The South Asian giant has already imported six million barrels from Russia in contracts for March and April, which is about half of its entire volume last year.
India, a South Asian country the West sees as a bulwark against China, has been taking advantage of US-led sanctions on Russia and extracting discounted oil deals from Moscow.
Russia is trying to cultivate new markets for its oil exports to avert the Western sanctions over the Ukraine attacks.
Much to New Delhi's relief, the US government's response to India's oil trade with Russia was meek. Washington said the trade did not violate its sanctions but it did put India on the “wrong side of history.”
"But also think about where you want to stand when history books are written at this moment in time,” White House Press Secretary Jen Psaki said.
India is the world’s third-largest oil consumer after the US and China. It meets 80 percent of its oil needs through imports, which are expected to surpass $100 billion in the current fiscal year ending on March 31.
India buys most of its petroleum from the Middle East, but the United States has emerged as the fourth-biggest source and this year supplies will rise substantially, a government official briefed on the matter told Reuters.
Iraq supplies 23 percent of India's oil, followed by Saudi Arabia at 18 percent and the United Arab Emirates at 11 percent.
The US share of the Indian market will rise to eight percent this year, said the official, who spoke on the condition of anonymity in light of the government's strict media policy.
Nigeria, Kuwait, Oman and Mexico are other oil suppliers of India.
When it comes to Russia, its share of Indian oil imports was just two percent in 2021 which equalled 12 million barrels.
In the first two months of 2022, New Delhi did not import any oil from Moscow.
But contracts for March and April have already reached the six million barrels mark, which is about half of the entire volume of the last year, according to Matt Smith, an oil analyst at Kpler.
Indian Oil Corp., the country's top refiner, recently ordered three million barrels of Russian oil through a tender, while Hindustan Petroleum Corp has booked two million barrels for May loading.

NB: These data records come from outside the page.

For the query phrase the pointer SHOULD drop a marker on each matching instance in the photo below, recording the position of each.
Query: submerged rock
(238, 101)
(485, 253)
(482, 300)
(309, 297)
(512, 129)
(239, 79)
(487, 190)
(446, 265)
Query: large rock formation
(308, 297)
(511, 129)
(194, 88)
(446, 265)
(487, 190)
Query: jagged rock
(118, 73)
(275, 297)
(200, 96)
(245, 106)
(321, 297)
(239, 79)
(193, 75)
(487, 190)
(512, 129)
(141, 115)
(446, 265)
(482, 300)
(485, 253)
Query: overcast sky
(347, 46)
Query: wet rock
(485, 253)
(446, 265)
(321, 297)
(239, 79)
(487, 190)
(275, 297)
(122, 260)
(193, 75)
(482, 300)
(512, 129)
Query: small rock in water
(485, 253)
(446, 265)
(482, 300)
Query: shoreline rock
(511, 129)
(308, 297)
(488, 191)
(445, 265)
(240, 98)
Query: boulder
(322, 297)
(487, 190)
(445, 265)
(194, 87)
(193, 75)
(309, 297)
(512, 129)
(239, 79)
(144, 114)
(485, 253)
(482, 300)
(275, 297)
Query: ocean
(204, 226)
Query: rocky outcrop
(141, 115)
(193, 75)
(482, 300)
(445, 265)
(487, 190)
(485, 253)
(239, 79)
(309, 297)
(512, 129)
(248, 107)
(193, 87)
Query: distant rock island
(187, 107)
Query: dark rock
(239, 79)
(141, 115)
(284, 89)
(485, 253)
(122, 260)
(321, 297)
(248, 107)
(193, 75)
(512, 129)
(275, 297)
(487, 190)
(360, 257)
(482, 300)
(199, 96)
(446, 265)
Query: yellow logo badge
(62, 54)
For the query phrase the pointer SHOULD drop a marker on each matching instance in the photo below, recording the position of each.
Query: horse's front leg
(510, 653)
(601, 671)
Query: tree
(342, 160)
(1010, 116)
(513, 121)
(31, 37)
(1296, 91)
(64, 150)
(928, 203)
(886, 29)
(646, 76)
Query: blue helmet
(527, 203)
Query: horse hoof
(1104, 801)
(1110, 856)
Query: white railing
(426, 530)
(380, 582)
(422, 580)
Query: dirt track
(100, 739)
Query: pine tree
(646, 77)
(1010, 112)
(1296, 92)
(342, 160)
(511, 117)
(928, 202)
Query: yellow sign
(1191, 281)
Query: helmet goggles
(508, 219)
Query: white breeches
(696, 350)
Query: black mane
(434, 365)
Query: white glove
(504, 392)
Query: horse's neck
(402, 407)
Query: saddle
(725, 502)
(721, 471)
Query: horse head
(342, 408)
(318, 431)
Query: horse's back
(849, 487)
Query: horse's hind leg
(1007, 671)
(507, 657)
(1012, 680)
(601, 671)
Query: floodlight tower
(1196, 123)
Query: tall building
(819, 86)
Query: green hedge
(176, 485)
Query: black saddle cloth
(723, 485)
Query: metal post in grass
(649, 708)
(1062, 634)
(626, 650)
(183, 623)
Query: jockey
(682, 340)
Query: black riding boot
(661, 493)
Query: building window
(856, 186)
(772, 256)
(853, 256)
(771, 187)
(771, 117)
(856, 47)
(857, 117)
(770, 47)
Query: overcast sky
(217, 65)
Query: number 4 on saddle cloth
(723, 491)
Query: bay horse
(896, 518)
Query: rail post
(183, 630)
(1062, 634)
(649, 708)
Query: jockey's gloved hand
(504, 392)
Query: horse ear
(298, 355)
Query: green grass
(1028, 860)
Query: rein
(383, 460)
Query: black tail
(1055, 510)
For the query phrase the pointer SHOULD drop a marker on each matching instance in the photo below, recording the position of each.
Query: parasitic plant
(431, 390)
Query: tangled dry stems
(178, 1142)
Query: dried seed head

India enjoys competing offers for oil sales including from Moscow, especially when global prices have jumped, another government official said, defending the decision to buy from Russia.
What is an advantageous deal for India?
Since the eruption of the conflict between Russia and Ukraine, Moscow has lost some customers for its Ural crude oil and its price has decreased.
"While we don't know the exact price that India is paying, the Urals discount to Brent crude [the global benchmark] in the last week has widened to about $30 per barrel," Matt Smith told BBC.
The prices of these two types of oil are normally similar, but since March, the Urals’ price has continued to drop so the difference between them has widened.
For that reason, "India and China are likely to purchase at least some of this [Russian] crude at a significant discount," he added.
However, Indian refiner companies are trying to find a solution for money transfer because of sanctions on Russian banks.
The trade in both directions is affected by the sanctions.
India has been in talks with the Russian authorities about how to buy oil. It is also evaluating issues related to insurance, freight and payment.
New Delhi is exploring the option of paying for Russian imports in rupees but a formal mechanism is yet to be formulated, government and banking sources said.